Lauren Shrauner, Reporter
As she stared through the scuffed up glass, she witnessed a blurry outline of a man in white who she had looked up to her whole life. They sat down simultaneously and they stared at each other bawling, their hands came upon the glass meeting together one by one like hopscotch but could not touch. She felt her heart ache as she watched her dad imprisoned. She grabbed the cold metal phone attached to the grim wall and got hair-raising chills down her arm as she held it to her ear, and listened to what he had to say.

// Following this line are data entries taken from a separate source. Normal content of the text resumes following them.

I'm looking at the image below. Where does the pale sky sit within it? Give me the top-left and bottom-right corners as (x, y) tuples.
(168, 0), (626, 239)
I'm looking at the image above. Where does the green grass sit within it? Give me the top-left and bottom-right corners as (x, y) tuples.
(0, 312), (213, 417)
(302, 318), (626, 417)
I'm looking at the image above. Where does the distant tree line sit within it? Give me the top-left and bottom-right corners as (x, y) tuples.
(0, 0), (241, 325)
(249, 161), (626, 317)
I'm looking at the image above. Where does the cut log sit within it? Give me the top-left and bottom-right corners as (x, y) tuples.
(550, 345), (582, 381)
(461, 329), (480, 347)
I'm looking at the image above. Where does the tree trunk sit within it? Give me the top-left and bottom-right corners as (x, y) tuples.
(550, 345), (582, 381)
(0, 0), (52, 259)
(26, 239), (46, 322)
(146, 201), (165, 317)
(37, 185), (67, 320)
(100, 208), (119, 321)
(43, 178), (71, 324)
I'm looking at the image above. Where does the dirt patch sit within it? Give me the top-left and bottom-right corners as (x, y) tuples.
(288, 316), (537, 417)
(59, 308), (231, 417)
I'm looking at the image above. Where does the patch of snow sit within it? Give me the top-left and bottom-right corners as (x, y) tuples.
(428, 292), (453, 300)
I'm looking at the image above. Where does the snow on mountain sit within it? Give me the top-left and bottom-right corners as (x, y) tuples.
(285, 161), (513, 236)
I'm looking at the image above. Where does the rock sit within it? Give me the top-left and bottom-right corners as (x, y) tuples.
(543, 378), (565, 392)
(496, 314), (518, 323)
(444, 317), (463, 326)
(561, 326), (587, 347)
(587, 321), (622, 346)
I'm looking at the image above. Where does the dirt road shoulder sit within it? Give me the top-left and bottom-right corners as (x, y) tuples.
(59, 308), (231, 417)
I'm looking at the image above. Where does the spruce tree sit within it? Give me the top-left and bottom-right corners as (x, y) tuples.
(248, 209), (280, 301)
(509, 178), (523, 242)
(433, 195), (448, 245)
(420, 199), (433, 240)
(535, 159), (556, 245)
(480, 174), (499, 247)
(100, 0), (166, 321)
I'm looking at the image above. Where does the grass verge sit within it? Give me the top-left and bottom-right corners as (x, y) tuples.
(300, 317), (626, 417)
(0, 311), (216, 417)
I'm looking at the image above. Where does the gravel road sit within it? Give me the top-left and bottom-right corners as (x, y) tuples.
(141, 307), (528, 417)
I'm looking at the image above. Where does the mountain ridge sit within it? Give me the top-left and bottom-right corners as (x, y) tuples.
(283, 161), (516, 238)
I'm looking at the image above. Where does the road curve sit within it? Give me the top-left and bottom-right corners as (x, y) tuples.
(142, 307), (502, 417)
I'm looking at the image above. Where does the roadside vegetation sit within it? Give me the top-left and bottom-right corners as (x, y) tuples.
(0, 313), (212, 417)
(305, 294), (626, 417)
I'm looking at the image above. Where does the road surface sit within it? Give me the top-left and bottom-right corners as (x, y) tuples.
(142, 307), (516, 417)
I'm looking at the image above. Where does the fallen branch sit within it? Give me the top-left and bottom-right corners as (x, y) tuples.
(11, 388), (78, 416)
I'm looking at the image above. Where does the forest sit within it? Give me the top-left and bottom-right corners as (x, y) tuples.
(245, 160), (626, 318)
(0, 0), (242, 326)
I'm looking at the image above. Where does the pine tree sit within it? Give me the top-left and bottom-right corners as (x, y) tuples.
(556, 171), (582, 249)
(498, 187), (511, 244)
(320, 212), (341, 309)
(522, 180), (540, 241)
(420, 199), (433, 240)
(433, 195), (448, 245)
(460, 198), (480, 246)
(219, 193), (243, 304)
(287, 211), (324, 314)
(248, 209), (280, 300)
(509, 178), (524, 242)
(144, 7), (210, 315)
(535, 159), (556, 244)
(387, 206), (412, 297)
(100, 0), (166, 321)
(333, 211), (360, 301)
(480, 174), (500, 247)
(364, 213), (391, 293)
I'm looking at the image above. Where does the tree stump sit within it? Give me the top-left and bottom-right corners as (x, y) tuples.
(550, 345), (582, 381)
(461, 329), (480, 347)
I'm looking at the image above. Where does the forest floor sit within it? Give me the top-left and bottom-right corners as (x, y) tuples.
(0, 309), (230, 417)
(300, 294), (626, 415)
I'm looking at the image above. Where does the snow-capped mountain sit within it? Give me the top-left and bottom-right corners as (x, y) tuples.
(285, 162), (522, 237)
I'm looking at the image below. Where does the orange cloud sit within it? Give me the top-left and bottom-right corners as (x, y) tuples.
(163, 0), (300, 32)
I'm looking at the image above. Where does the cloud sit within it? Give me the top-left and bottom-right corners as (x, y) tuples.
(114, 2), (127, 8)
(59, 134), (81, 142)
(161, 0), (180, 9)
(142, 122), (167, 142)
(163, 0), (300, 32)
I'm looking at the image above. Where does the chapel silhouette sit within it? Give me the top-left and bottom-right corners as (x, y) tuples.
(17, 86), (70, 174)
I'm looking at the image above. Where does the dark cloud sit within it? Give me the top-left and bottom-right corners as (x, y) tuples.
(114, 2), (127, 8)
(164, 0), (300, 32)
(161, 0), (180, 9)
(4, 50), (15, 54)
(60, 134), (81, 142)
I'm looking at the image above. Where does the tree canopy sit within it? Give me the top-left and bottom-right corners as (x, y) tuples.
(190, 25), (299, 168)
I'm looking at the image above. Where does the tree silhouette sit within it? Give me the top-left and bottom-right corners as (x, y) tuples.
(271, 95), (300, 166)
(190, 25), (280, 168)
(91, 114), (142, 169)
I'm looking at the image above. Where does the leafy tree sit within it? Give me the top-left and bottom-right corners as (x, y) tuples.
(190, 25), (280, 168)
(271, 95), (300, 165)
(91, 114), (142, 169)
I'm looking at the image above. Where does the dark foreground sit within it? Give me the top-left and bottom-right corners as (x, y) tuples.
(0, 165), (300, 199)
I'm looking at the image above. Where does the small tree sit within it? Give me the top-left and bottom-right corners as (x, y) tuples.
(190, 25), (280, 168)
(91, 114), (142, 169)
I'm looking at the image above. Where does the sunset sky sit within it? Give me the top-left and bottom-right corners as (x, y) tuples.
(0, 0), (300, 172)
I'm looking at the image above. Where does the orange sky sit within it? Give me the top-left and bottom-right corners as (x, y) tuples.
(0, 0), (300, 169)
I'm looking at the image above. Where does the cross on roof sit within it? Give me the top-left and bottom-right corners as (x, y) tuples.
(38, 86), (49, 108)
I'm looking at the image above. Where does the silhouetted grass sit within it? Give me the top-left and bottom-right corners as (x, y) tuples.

As she looked at him, more tears dripped and stained her t-shirt.
10 minutes passed.
They talked, choking on their words the entire time. As they continued speaking, they started to talk like it was a normal day, a normal conversation. Ignoring the glass between them that separated two people from being happy.
Seven minutes passed.
A smile appeared on her dad’s face. She knew he would be okay. As her ears listened to her father, her mind became full thoughts that made it hard to swallow. How could she be sitting in a cold, no contact visitation room on a Sunday evening? She examined her dad and the backdrop behind him because it didn’t feel real. She noticed his wrist bare of watches and bracelets, his hair cut off like he went to a bad salon, and his face stained with regret and sorrow.
The visitation room was a half-circle of six chairs and six windows but there was a sad silence filling the room; another couple was in the room. They weren’t crying though. The girl’s smile reached from ear to ear; she was happy.
She didn’t realize the time. 25 minutes.
All their time was gone until who knows when. The hard, unbearable moment was here, it was time to say her hardest goodbye. As she dragged her feet to the steel door, she looked back, smiled and mouthed, “I love you.”